I have been trying to remember when I first met Werner. I clearly remember the actual conversation and I believe it probably was at the ISHPSSB (ishkakibble to insiders) meetings at Oaxaca, Mexico in 1999. At a coffee break he came up to me and said “you’re Marion Blute” and to my astonishment he began talking about a paper I had published on “Sociocultural Evolution: An Untried Theory” in Behavioral Science in 1979 based on part of my PhD thesis! I looked down at his name tag and exclaimed “Ah, Werner Callebaut”, your book is my favourite book in the philosophy of science” and it was. The book was Werner’s “Taking the Naturalistic Turn: How Real Philosophy of Science is Done” (1993). As a sociologist I had loved the way he had studied the philosophy of science (specifically of biology) by analyzing texts and interviewing theorists. The subtitle of his book had been a playful reference to debates over realism and relativism in philosophy and the title as a whole drew attention to the fact that he was studying science studies empirically – i.e. doing “real” philosophy. Unbeknownst to Werner, I long had the idea of replicating something of his study and finally got around to it a decade later with a graduate student, Paul Armstrong. We analyzed texts and interviewed some philosophers and others who had put forward general theories of the scientific process and published the results it in Perspectives on Science in 2011. One of my great satisfactions as an academic was the pleasure I gave Werner in talking about some extensions of that work at the ISH meeting in Cleveland in 2011. He sat in the front row with a big grin on his face – so pleased that his classic continued to bear fruit.
We had many interactions over the years both in person and via e-mail. We disagreed about systems theory but were both admirers of Donald Campbell. I remarked to him once that a lot of the conceptual analyses that philosophers of science engage in at ISHPSSB and elsewhere are scientifically useful and important and he agreed, adding that was why he was attempting to start a journal. I helped him out with Biological Theory, particularly in the early days, with some refereeing and other things, published a few pieces in the journal, and have remained on the editorial board and later the editorial advisory board to this day. I spent a pleasant afternoon at KLI after the Vienna meetings in 2003. In 2008 he wanted me to come and finish my book there, but with the books and papers I had accumulated for the work over the years, I decided it was impractical. In 2010 we discussed organizing a colloquia on the evolution of anisogamy (the foundations of the biological theory of gender differences and relations) which his board quickly approved but then we caught wind of a book to be published including articles by most of the people we would have invited so decided to scrap the project. Instead, I wrote an article on the topic and published it in Biological Theory in 2013.

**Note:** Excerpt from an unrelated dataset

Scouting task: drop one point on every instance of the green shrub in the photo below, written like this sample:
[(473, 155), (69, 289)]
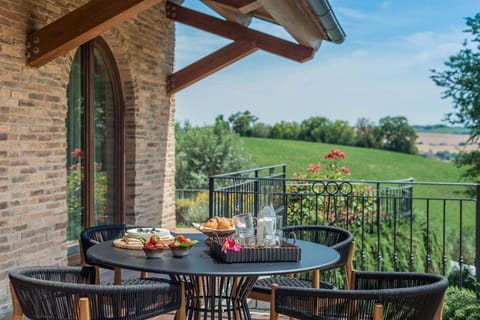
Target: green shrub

This spring in the course of communicating about a book review he wanted me to do, he sent me a long e-mail about all the things he had been up to. He was so pleased that the new KLI building was more or less complete – at least the large, noisy crane had finally been dismantled! I read his article on scientific perspectivism that he sent with pleasure and true to his habit, which he said he had inherited from Donald Campbell, whatever I sent him he broadcast to anyone he thought would be interested. I was on the ISHPSSB nominations committee when Werner was nominated as President. Although enthusiastic, I wondered whether anyone could really handle managing KLI, the journal, the book series and the society all at once. But sure enough he assembled the biggest group of people to work on various committees for ISH that we have ever had. And this is the point. Werner was not only an accomplished intellectual in the traditional sense of broad-ranging interests, but also a great colleague and a superb networker. It is going to take a minimum of at least four people to replace him functionally, but he will never be replaced to his friends.